Io provo di questa disavventura tutta la dispiacenza, e di autore manomesso probabilmente nell’adulterazione delle cose proprie, e dell’ignoranza o della perfidia di chi l’ha derubato, e tutto il raccapriccio dell’uomo d’onore che vede resi di pubblico diritto i parti capricciosi d’un’immaginazione che, fidata nella discrezione degli amici, poteva in privato non reputarsi rea d’oltrepassare i confini. Egli è per ciò che, scosso nel più vivo del cuore da una turpitudine che ricadrebbe intieramente sul mio nome senza l’atto solenne d’una protesta in contrario, reclamo altamente il braccio di questa Politica Autorità perchè sieno vendicati i miei diritti, e colpiti col mezzo d’incessanti indagini gl’infami pubblicatori. La mano efficace della Polizia mi sia dunque di scudo. Ella è troppo giusta nelle sue misure per non confondere il colpevole con l’innocente, e per non aggravarmi di sospetti che alterar possano, più che la mia, la tranquillità di una moglie virtuosa e di quattro bamboletti che mi crescono intorno. Diversi forse erano i miei principii quando e ricchezza e gioventù e buon umore concorrevano assieme a seminarmi il cammino di rose, e a farmi cogliere sul Parnaso frutti vietati.
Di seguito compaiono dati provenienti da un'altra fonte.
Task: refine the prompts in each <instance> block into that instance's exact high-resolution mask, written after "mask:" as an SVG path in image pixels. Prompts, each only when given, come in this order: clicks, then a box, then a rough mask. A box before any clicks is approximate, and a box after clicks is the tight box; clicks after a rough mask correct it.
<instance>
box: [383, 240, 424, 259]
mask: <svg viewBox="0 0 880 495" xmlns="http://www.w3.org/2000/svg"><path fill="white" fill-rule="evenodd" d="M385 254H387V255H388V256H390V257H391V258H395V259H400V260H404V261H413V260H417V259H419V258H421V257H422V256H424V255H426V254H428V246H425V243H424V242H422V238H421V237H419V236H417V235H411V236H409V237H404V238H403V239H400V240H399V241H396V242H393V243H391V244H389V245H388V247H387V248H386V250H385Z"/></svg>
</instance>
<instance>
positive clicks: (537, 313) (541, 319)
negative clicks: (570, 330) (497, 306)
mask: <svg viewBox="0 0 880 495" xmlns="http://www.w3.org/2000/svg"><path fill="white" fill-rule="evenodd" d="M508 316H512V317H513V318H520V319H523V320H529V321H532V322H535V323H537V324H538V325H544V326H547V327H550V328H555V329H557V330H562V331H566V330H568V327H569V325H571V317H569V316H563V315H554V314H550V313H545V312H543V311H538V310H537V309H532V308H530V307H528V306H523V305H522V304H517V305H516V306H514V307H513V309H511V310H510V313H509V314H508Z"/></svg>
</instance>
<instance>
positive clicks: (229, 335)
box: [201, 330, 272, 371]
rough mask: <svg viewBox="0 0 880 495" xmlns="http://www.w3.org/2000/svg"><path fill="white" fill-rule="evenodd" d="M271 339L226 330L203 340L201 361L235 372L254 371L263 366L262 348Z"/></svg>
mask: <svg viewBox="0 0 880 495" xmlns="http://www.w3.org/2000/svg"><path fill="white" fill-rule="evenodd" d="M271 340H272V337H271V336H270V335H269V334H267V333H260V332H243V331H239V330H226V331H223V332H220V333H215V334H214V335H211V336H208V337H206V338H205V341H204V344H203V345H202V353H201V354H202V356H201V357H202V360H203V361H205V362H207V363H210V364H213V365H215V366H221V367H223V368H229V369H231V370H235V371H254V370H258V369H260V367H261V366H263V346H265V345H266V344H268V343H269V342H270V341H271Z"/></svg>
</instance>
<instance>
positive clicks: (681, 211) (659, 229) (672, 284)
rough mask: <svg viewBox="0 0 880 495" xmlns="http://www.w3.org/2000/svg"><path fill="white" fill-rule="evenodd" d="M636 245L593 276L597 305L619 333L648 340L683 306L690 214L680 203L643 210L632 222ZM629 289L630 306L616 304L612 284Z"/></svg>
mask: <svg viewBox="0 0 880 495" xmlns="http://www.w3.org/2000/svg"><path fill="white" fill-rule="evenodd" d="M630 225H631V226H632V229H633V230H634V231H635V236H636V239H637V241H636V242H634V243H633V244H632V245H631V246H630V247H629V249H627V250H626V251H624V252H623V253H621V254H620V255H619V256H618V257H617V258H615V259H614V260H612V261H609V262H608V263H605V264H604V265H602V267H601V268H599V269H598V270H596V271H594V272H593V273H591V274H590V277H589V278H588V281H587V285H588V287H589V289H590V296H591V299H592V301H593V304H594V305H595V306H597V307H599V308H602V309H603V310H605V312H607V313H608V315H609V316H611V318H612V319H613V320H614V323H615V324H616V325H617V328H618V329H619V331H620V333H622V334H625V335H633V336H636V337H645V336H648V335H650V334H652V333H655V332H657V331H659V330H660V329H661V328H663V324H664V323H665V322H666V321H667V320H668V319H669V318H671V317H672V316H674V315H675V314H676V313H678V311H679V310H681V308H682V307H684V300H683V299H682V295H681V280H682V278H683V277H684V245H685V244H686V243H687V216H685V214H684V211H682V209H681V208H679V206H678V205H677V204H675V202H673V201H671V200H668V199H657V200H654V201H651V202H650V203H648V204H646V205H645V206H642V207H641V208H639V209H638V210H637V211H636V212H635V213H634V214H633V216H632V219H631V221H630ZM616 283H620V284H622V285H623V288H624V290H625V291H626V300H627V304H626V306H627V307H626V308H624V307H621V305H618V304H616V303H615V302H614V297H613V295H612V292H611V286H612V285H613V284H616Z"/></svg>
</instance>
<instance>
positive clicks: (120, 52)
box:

Ora sconsigliato dagli anni, dalle circostanze, e dalla prudenza, io non vivo che per la quiete domestica, ed ho in questa la garanzia più sicura della mia condotta attuale, e tanto s’impegna l’umilissimo sottoscrittoPIETRO BURATTI.(123)
15 febbraio 1824.
Tale protesta salvò il poeta, ma non lo vendicò. Egli prese informazioni per conto proprio e seppe essere stata l’edizione condotta in Verona da quel Francesco Masotti che vedemmo figurare come testimonio nel processo per l’elefante, e che poi finì male; seppe che un Giuseppe Berti avea sborsata la somma occorrente, e che in Piazza San Marco portava nascoste alcune copie del libro sotto il tabarro, e le vendeva a un luigi d’oro, ventiquattro lire ciascuna.